When contracts became the bottleneck




Every enterprise deal comes with a signed contract. Each one has start dates, billing terms, renewal clauses.

At first, the process was manageable: read line by line, retype into a spreadsheet, move on. But when volume doubled and doubled again, this manual approach broke.


“In less than six months, the team went from reviewing hundreds of contracts each month to more than a thousand. And yet we’d only hired one new person. It was obvious that the process wasn’t going to scale,” says Wei An Lee, AI Engineer.


Building a smarter workflow




Instead of throwing more people at the problem, our finance and engineering teams built a contract data agent. The design principle was simple: take the repetition out of contract review, keep experts firmly in control.

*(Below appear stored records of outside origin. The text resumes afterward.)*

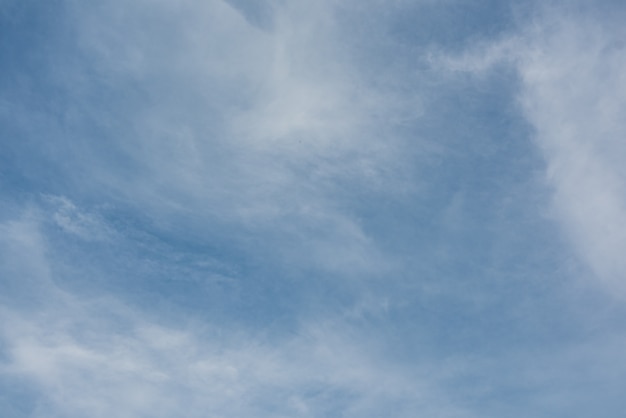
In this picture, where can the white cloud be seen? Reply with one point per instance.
(94, 356)
(573, 93)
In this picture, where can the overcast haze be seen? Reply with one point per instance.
(330, 208)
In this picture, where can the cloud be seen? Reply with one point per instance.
(573, 94)
(80, 354)
(571, 91)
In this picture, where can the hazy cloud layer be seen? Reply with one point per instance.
(334, 208)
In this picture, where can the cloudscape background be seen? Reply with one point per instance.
(332, 208)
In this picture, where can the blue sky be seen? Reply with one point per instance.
(312, 209)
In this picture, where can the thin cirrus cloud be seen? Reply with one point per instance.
(296, 209)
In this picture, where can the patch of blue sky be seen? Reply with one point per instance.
(295, 209)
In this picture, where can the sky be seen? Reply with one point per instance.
(331, 208)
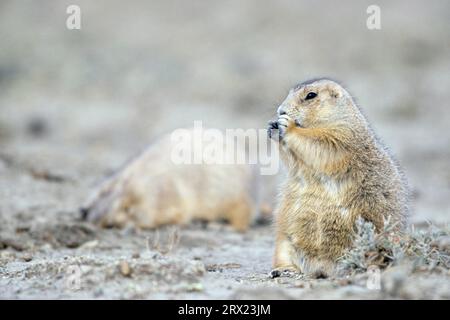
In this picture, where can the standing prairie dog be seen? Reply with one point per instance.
(337, 171)
(154, 189)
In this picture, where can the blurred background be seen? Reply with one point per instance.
(75, 104)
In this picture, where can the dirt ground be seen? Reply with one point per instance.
(76, 104)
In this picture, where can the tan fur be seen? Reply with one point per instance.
(152, 191)
(337, 171)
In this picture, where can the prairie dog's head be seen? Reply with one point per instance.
(317, 103)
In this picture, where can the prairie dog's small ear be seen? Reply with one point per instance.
(335, 90)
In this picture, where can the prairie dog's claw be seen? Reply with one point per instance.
(273, 125)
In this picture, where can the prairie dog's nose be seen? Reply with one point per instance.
(281, 110)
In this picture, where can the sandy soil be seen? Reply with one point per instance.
(76, 104)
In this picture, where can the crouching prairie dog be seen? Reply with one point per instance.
(157, 188)
(338, 170)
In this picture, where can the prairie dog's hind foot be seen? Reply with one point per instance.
(289, 272)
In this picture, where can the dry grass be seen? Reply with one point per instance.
(424, 249)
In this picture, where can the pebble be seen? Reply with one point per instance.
(125, 268)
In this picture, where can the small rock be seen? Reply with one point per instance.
(125, 268)
(27, 257)
(136, 255)
(194, 287)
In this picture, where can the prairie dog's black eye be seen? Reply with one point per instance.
(311, 95)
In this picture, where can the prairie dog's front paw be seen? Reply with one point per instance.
(284, 122)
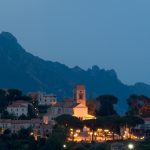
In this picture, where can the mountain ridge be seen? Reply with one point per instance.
(20, 69)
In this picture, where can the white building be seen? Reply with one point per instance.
(18, 108)
(46, 99)
(76, 107)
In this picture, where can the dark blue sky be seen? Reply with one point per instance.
(109, 33)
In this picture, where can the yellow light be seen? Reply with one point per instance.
(31, 133)
(106, 130)
(75, 135)
(131, 146)
(64, 146)
(78, 131)
(95, 133)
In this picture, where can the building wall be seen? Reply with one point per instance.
(18, 111)
(80, 112)
(44, 99)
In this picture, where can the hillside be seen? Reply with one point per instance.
(20, 69)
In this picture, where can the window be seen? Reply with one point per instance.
(81, 95)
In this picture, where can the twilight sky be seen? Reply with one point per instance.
(109, 33)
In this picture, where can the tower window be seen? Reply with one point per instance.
(81, 95)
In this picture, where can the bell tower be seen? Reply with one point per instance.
(80, 94)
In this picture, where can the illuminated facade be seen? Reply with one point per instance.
(76, 107)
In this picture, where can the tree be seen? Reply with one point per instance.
(69, 122)
(106, 105)
(93, 125)
(24, 133)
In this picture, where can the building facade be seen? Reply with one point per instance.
(76, 107)
(18, 108)
(46, 99)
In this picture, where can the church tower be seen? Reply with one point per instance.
(80, 94)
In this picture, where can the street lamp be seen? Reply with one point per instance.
(130, 146)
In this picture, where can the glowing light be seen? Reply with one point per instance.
(95, 133)
(64, 146)
(31, 133)
(106, 130)
(131, 146)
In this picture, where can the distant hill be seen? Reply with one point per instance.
(20, 69)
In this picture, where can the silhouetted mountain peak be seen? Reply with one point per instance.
(20, 69)
(8, 36)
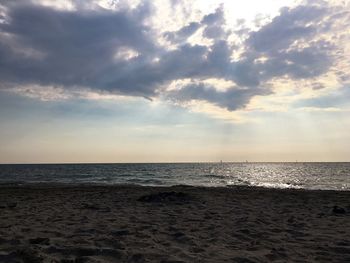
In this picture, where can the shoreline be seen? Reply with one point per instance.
(129, 223)
(102, 185)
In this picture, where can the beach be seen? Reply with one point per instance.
(91, 223)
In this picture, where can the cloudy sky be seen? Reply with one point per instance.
(176, 80)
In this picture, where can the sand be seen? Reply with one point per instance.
(46, 223)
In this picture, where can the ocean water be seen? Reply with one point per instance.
(326, 176)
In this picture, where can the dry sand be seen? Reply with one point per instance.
(177, 224)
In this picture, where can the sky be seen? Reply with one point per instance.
(174, 81)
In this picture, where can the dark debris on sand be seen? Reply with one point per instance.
(166, 197)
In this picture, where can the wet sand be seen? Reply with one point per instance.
(45, 223)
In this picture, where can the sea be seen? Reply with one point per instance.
(322, 176)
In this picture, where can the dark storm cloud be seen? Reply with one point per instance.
(41, 45)
(230, 99)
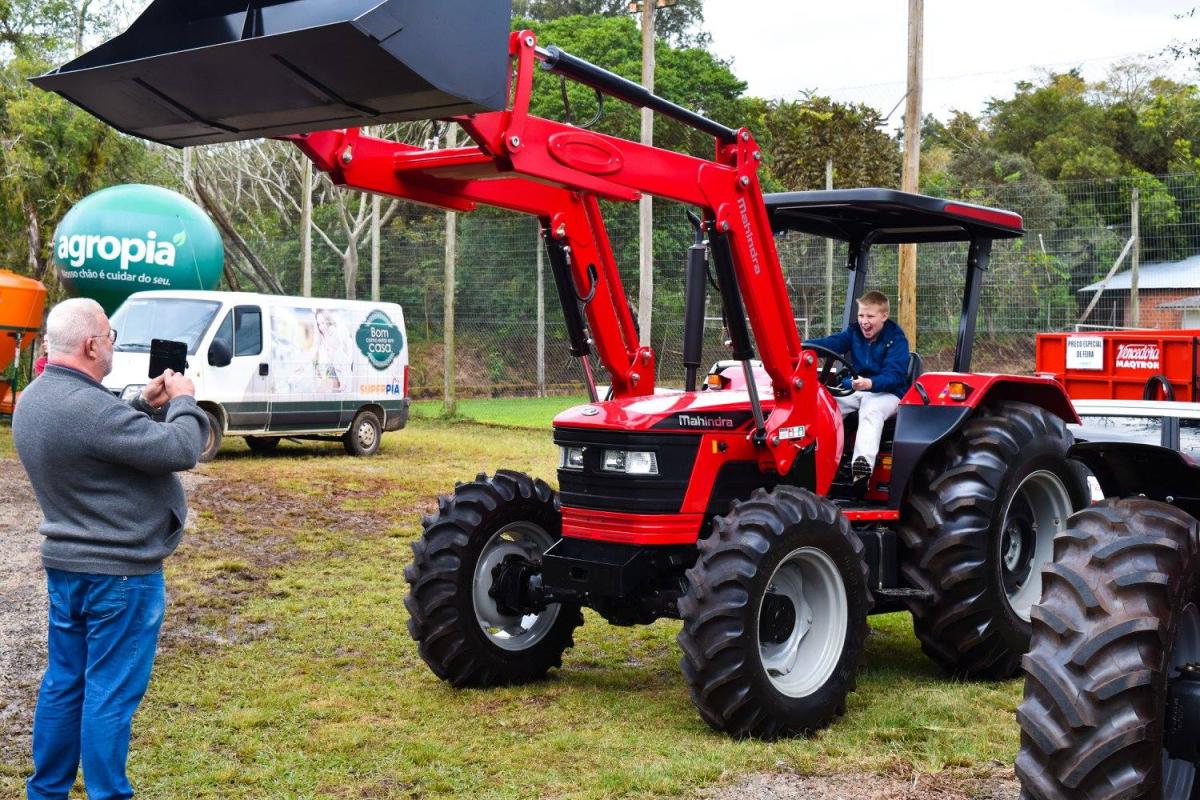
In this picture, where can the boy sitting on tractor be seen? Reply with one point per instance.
(877, 350)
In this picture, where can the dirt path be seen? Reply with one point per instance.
(990, 783)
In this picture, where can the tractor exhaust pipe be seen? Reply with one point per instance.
(695, 294)
(191, 72)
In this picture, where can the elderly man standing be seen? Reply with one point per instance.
(105, 476)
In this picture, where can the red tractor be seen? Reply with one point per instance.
(724, 506)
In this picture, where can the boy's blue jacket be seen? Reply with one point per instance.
(885, 360)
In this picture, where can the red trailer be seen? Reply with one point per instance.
(1123, 365)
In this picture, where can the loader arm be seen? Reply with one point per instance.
(555, 172)
(558, 173)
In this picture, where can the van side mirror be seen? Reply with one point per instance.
(220, 354)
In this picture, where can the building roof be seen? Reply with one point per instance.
(1186, 304)
(1162, 275)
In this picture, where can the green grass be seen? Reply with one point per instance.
(507, 411)
(287, 669)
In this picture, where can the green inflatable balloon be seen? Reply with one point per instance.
(136, 238)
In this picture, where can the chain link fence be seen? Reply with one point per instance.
(1077, 234)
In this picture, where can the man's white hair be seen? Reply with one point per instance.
(70, 323)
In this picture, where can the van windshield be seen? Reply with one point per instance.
(139, 320)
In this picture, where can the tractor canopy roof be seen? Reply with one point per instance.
(880, 216)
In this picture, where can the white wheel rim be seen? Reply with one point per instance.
(366, 434)
(804, 661)
(1179, 775)
(509, 631)
(1048, 501)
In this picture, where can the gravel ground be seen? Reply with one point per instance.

The Agent works in three steps:


  • Ingest data: PDFs, scanned copies, even phone photos marked up with handwritten edits. What used to be dozens of inconsistent files now flow into one pipeline.
  • Inference with prompting: Using retrieval-augmented prompting, the system parses contracts into structured data. It doesn’t dump a thousand pages into context; it pulls only what’s relevant, reasons against it, and shows its work.
  • Review: Finance experts review the structured output, complete with annotations and references for any non-standard terms. The agent highlights what’s unusual; humans are then looped in to review.

“We’re not just parsing, we’re reasoning—showing why a term is considered non-standard, citing the reference material, and letting the reviewer confirm the ASC 606 classification.”
Siddharth Jain, AI Engineer



Confident contract reviews




The output is a dataset that’s immediately useful across finance workflows. What once took hours arrives overnight, annotated and ready for validation. Experts remain in the loop, but their role shifts from manual entry to judgment.

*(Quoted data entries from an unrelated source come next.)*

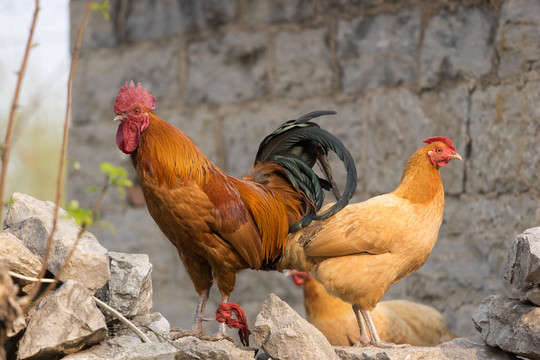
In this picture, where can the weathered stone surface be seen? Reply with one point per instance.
(17, 257)
(457, 44)
(10, 310)
(523, 263)
(283, 334)
(98, 33)
(456, 349)
(130, 289)
(227, 68)
(510, 325)
(302, 64)
(264, 12)
(147, 21)
(64, 323)
(129, 348)
(30, 220)
(518, 37)
(378, 51)
(504, 140)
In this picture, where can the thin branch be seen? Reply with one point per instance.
(60, 180)
(122, 319)
(14, 106)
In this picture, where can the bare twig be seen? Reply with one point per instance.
(60, 180)
(122, 319)
(99, 302)
(14, 105)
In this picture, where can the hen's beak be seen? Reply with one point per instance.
(119, 118)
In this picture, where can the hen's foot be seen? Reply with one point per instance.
(180, 333)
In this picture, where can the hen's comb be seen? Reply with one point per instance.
(129, 95)
(442, 139)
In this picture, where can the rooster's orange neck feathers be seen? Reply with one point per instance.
(168, 170)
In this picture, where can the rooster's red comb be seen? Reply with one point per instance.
(129, 95)
(442, 139)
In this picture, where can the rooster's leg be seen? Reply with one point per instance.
(222, 328)
(375, 339)
(363, 339)
(196, 329)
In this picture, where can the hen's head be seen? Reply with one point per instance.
(298, 277)
(132, 107)
(441, 150)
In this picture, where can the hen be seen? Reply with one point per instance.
(397, 321)
(366, 247)
(220, 224)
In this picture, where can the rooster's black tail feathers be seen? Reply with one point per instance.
(297, 146)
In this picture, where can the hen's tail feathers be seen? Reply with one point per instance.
(297, 146)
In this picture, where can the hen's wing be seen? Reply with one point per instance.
(373, 226)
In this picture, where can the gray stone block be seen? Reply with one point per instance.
(259, 12)
(504, 142)
(227, 68)
(302, 64)
(457, 44)
(518, 37)
(101, 74)
(380, 50)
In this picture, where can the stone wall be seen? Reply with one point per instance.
(228, 72)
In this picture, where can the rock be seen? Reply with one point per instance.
(154, 325)
(456, 349)
(65, 322)
(283, 334)
(523, 263)
(382, 50)
(130, 289)
(130, 348)
(9, 307)
(30, 220)
(17, 257)
(510, 325)
(241, 61)
(311, 74)
(457, 44)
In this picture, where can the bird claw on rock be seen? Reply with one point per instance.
(184, 333)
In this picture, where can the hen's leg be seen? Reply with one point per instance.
(363, 339)
(375, 339)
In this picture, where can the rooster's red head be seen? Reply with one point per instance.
(132, 108)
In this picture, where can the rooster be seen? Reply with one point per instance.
(220, 224)
(366, 247)
(397, 321)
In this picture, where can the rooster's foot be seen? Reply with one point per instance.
(180, 333)
(217, 337)
(387, 345)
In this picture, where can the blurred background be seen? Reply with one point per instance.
(229, 72)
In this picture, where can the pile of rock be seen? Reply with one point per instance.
(68, 323)
(514, 324)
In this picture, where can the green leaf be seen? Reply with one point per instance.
(93, 188)
(103, 8)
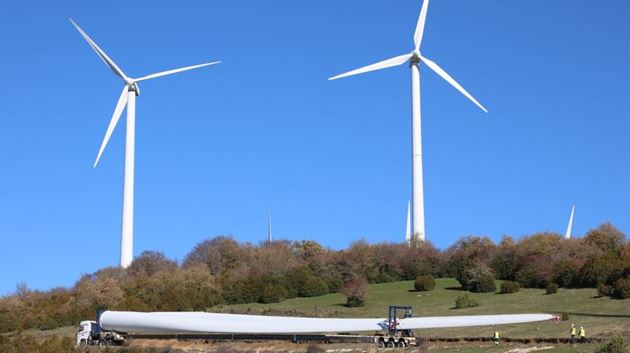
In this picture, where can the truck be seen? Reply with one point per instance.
(90, 333)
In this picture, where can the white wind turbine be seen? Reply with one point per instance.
(415, 58)
(408, 229)
(567, 234)
(128, 99)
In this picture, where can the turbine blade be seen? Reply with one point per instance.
(399, 60)
(438, 70)
(422, 20)
(174, 71)
(106, 59)
(122, 101)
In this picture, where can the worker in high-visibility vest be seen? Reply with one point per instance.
(582, 335)
(496, 337)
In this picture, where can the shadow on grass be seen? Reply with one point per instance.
(596, 315)
(455, 288)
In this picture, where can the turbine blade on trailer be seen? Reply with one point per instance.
(122, 101)
(422, 20)
(399, 60)
(174, 71)
(438, 70)
(108, 61)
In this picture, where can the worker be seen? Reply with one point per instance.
(496, 337)
(582, 334)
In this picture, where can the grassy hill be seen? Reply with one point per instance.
(601, 317)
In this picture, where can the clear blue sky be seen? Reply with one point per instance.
(218, 147)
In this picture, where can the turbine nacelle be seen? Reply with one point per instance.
(131, 84)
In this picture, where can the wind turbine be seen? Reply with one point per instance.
(127, 99)
(269, 237)
(415, 58)
(567, 234)
(408, 229)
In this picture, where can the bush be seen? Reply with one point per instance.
(273, 293)
(464, 301)
(313, 287)
(424, 283)
(552, 288)
(335, 284)
(529, 277)
(356, 291)
(604, 290)
(509, 287)
(483, 284)
(616, 345)
(622, 288)
(564, 273)
(477, 278)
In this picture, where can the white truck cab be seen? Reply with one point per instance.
(90, 334)
(84, 335)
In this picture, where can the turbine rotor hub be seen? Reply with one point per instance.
(134, 88)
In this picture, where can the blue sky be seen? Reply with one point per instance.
(217, 147)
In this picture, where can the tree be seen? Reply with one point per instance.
(149, 263)
(606, 238)
(424, 283)
(356, 291)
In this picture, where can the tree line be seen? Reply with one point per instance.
(221, 271)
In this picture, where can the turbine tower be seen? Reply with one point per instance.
(567, 234)
(408, 229)
(269, 237)
(127, 99)
(415, 58)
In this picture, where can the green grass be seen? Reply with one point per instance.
(601, 317)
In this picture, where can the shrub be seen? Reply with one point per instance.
(529, 277)
(564, 273)
(616, 345)
(552, 288)
(622, 288)
(464, 301)
(483, 284)
(509, 287)
(335, 284)
(424, 283)
(356, 291)
(604, 290)
(313, 287)
(273, 293)
(477, 278)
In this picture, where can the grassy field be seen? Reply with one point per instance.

“The amazing thing is that the heavy lifting happens with AI—and then our teams wake up in the morning to data that’s ready for them to review.”
Wei An Lee, AI Engineer



This design ensures confidence: professionals get structured, reasoned data at scale, but their expertise drives the outcome.


The results:


  • Faster turnaround. Reviews cut in half, ready overnight.
  • Higher capacity. Thousands of contracts processed without expanding headcount in lockstep.
  • Smarter context. Non-standard terms flagged with reasoning and references.
  • Queryable results. Tabular output in the data warehouse allows for easier data analysis.

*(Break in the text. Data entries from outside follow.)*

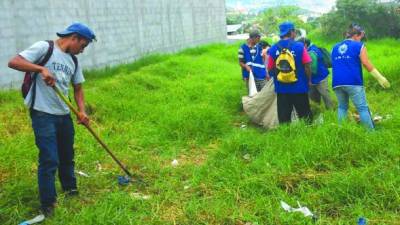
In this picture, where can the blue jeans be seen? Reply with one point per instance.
(357, 96)
(54, 136)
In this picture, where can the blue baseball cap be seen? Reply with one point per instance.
(78, 28)
(285, 28)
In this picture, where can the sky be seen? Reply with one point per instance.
(321, 6)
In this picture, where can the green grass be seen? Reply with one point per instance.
(187, 106)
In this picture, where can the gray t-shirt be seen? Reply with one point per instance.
(62, 67)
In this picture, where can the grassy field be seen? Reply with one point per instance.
(187, 107)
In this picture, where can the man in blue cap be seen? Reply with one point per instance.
(48, 64)
(250, 57)
(290, 65)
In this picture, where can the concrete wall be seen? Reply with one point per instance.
(126, 29)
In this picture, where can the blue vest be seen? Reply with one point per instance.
(257, 64)
(322, 71)
(301, 85)
(346, 63)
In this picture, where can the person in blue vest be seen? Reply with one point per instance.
(347, 76)
(251, 59)
(319, 77)
(294, 94)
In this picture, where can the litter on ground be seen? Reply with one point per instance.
(302, 209)
(37, 219)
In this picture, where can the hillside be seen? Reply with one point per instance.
(187, 107)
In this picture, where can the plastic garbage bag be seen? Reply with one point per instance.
(262, 108)
(302, 209)
(252, 85)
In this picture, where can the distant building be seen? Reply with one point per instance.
(234, 29)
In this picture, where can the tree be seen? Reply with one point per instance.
(270, 19)
(378, 19)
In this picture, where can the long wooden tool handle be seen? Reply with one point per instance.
(71, 107)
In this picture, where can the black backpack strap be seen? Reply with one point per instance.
(75, 62)
(76, 68)
(41, 63)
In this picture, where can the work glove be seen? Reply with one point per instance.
(380, 78)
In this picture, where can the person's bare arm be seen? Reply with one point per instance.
(21, 64)
(307, 68)
(80, 102)
(365, 61)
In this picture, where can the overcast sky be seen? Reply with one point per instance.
(322, 6)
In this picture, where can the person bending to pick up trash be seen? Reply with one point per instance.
(250, 57)
(347, 76)
(51, 120)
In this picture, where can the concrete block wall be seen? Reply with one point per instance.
(126, 29)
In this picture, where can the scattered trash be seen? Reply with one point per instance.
(356, 117)
(302, 209)
(37, 219)
(320, 119)
(137, 195)
(174, 163)
(377, 118)
(123, 180)
(362, 221)
(82, 173)
(98, 166)
(246, 156)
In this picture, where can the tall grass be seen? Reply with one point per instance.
(187, 107)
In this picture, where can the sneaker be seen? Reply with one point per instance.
(71, 193)
(47, 211)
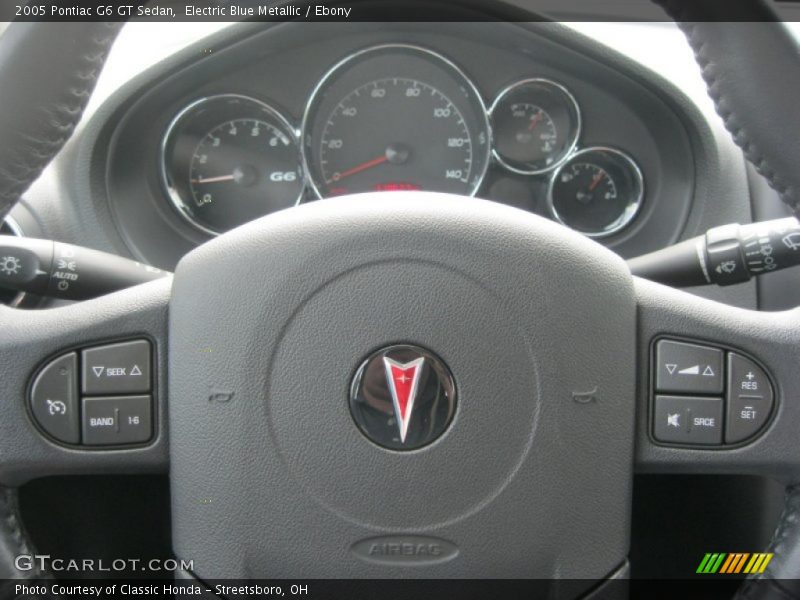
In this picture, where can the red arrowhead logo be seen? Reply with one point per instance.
(403, 379)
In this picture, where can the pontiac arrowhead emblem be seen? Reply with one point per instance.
(403, 379)
(403, 397)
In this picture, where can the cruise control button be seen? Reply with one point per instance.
(688, 420)
(682, 367)
(122, 368)
(117, 420)
(54, 399)
(750, 399)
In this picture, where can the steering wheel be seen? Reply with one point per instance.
(526, 347)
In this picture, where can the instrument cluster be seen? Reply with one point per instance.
(387, 118)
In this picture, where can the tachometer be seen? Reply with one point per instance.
(228, 160)
(395, 118)
(536, 124)
(598, 191)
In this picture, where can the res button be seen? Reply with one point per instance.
(750, 398)
(54, 399)
(117, 420)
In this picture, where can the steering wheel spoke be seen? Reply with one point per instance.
(83, 386)
(717, 387)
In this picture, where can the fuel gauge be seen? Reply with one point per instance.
(597, 192)
(536, 123)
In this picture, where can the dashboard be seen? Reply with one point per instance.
(296, 113)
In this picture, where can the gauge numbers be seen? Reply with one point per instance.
(598, 191)
(423, 127)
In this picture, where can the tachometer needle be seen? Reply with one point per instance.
(596, 181)
(362, 167)
(535, 120)
(230, 177)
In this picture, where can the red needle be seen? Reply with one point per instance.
(596, 181)
(535, 121)
(362, 167)
(215, 179)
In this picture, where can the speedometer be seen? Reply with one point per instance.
(395, 118)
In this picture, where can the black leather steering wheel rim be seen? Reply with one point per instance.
(38, 131)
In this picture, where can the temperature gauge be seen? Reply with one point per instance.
(536, 124)
(597, 192)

Each cycle of human feedback sharpens the Agent, making every review faster and more accurate.


“The only way we can scale as OpenAI scales is through this,” Wei An said. “Without it, you’d have to grow your team linearly in lockstep with contract volume. This lets us keep the team lean while handling hypergrowth.”


Beyond contracts




This architecture now supports procurement, compliance, even month-end close. The same principle applies: automate the rote work, keep humans in charge of judgment. 


Engineers describe it as “manual work already done,” not decisions replaced. Finance teams still write the story of the numbers; the Agent ensures they don’t spend their day doing painstaking work.


A new operating model for finance




What started as a fix for contracts has become a new way of working in finance. Data parsing runs overnight. Professionals focus on analysis and strategy. Leaders scale confidently with growth, without growing teams in lockstep.


The contract data Agent is a blueprint for how AI can responsibly transform regulated, high-stakes work. It shows what becomes possible when experts partner with intelligent systems: more leverage, more confidence, and more time spent on what matters most.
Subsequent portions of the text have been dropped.